Marie Pasquier De Franclieu est issue de la noblesse, Son père est conseiller du roi et seigneur de Francelieu. Elle fait partie d’un contingent de Fille du Roi qui quitte Paris en juin 1667 en direction de Dieppe avec d’autres « demoiselles de qualité » pour devenir les épouses des officiers du régiment de Carignan-Salière qu’on espère en retenir dans la colonie. Certaines protestent à leur arrivée à Dieppe, elles arrivent à Québec le 25 septembre 1667. Marie Pasquier De Franclieu épouse le 5 janvier 1668 un notable de la colonie Charles Couillard, seigneur de Beaumont en présence des autorités de Québec. Son installation est beaucoup confortable que celle de nombreuses Filles du Roi issues de la petite bourgeoisie.

  • Un encart, de Rémi d’Anjou, évoque les motifs de la migration : « Il y a quelque 360 ans, la vie à Paris au XVIIe siècle »

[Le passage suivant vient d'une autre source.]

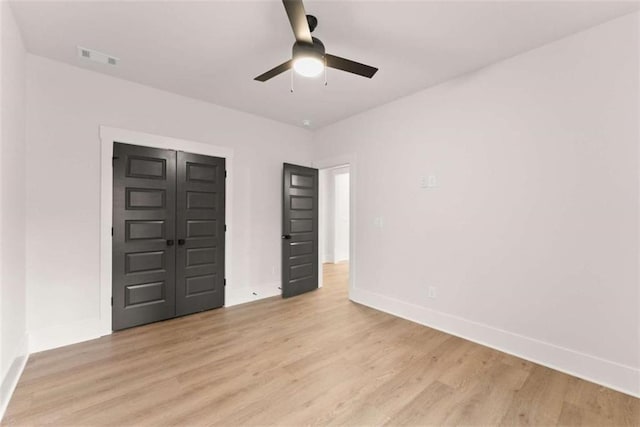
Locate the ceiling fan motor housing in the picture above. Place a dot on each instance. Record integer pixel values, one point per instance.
(315, 50)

L’ouvrage est complété d’une ligne du temps qui permet quelques repères, de la liste des Gouverneurs de la Nouvelle-France au temps des Filles du Roy »

Pour qui s’intéresse à ce phénomène, une histoire « à hauteur de femme », l’ouvrage apporte des informations précieuses.

On peut conclure par ces mots de Gabrielle Dussault, dans le dernier portrait : « On est en droit de se demander quel était l’état d’esprit de ces jeunes femmes, à peine arrivées au pays, précipitées dans le mariage avec un quasi-inconnu. Solidaires ? Heureuses de leur choix ? À la fois inquiètes et confiantes en l’avenir ? » (p.536).